A privacy breach that is likely to cause serious harm to affected individuals — physical, psychological, financial, or reputational. The agency must notify both the OPC and affected individuals as soon as practicable.
Q3. What does IPP 1 (purpose of collection) mean for a form that asks for DoB?
You need a lawful purpose for collecting DoB. If "age verification over 18" is the real purpose, a yes/no "Are you 18+?" would serve and would be less intrusive. Collecting DoB anyway would fail IPP 1.
Q4. You notice the sign-up form’s POST payload includes a field the PIA does not list. What do you do?
Raise a defect. Either the PIA is incomplete (update it) or the build is over-collecting (remove the field). Either way the PIA and the build must match before release.
Q5. A product sends support ticket text to an overseas LLM for summarisation. Which IPPs are in play?

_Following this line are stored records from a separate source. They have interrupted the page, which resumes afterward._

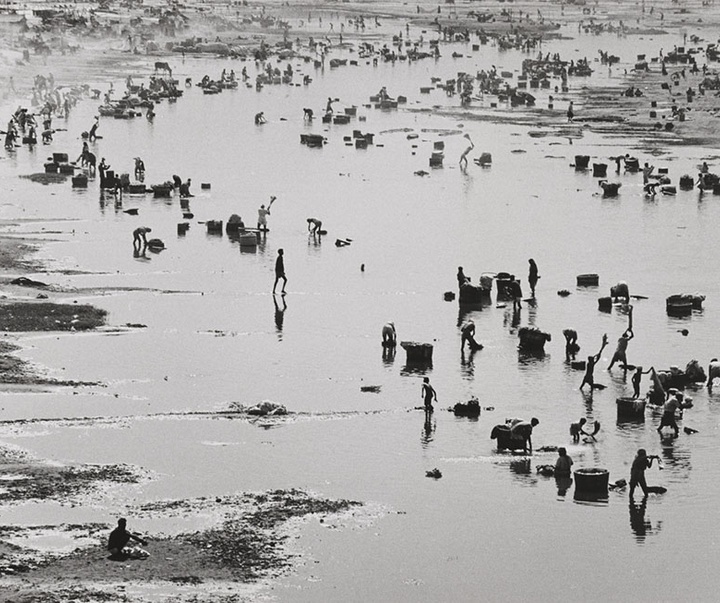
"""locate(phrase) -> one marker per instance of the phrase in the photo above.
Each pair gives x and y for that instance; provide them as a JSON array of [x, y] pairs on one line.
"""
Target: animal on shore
[[163, 66]]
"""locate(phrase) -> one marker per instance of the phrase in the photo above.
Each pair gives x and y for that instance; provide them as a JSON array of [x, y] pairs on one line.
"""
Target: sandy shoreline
[[246, 542]]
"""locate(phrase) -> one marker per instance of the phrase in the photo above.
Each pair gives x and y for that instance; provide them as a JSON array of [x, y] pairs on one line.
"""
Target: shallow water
[[214, 336]]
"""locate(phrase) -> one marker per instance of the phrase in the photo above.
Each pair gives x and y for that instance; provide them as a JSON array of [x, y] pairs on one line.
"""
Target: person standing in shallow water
[[637, 471], [533, 276], [280, 271], [428, 394]]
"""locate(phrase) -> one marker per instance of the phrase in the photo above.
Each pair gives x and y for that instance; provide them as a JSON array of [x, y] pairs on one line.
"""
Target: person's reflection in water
[[279, 314], [428, 433]]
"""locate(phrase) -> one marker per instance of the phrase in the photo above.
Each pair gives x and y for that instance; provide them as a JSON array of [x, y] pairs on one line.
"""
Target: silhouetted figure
[[637, 471], [389, 335], [533, 276], [428, 395], [140, 237], [119, 539], [280, 271], [589, 378]]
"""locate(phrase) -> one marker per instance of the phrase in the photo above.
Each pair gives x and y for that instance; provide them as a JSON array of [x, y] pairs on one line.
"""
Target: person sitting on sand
[[119, 539], [140, 237], [314, 226]]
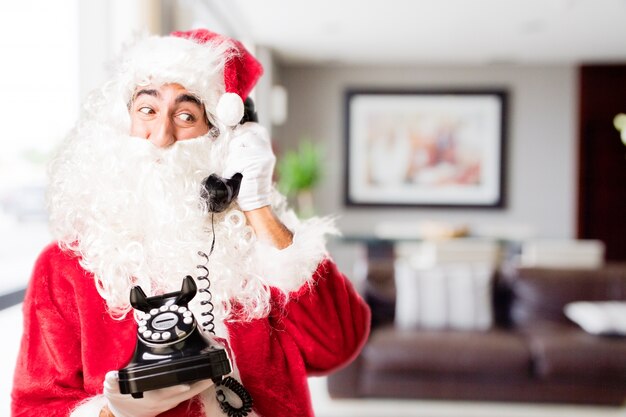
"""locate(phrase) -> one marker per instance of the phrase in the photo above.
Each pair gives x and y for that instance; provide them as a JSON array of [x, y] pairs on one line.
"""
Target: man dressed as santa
[[126, 210]]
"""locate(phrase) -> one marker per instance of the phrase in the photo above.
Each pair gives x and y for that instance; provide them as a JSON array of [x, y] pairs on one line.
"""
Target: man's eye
[[186, 117]]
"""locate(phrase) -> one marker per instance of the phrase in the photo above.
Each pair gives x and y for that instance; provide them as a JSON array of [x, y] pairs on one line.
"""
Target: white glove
[[250, 153], [153, 402]]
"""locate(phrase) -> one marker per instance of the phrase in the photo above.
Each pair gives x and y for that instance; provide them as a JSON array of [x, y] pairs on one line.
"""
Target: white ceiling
[[388, 32]]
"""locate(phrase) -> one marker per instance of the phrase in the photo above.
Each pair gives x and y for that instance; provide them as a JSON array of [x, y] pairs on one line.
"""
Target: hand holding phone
[[250, 153], [153, 402]]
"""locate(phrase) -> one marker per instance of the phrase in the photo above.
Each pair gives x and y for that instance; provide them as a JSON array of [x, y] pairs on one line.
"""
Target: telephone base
[[210, 363]]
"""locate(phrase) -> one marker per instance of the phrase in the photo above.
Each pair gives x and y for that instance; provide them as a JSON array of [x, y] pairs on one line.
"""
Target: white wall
[[541, 143]]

IPP 10 (use for the purpose collected), IPP 11 (disclosure to a third party), IPP 12 (cross-border transfer). You need a disclosure basis, a data-processing agreement with the vendor, and — if the AI-generated summary becomes new personal information shared with another party — potentially IPP 3A notification from May 2026.
Q6. What is a PIA and why does a tester care about it?
A Privacy Impact Assessment is the document produced by the product team listing what personal information the service will collect, why, how it flows, and how each IPP is satisfied. Every assertion in the PIA is a test case. If there is no PIA, there is no privacy testing scope.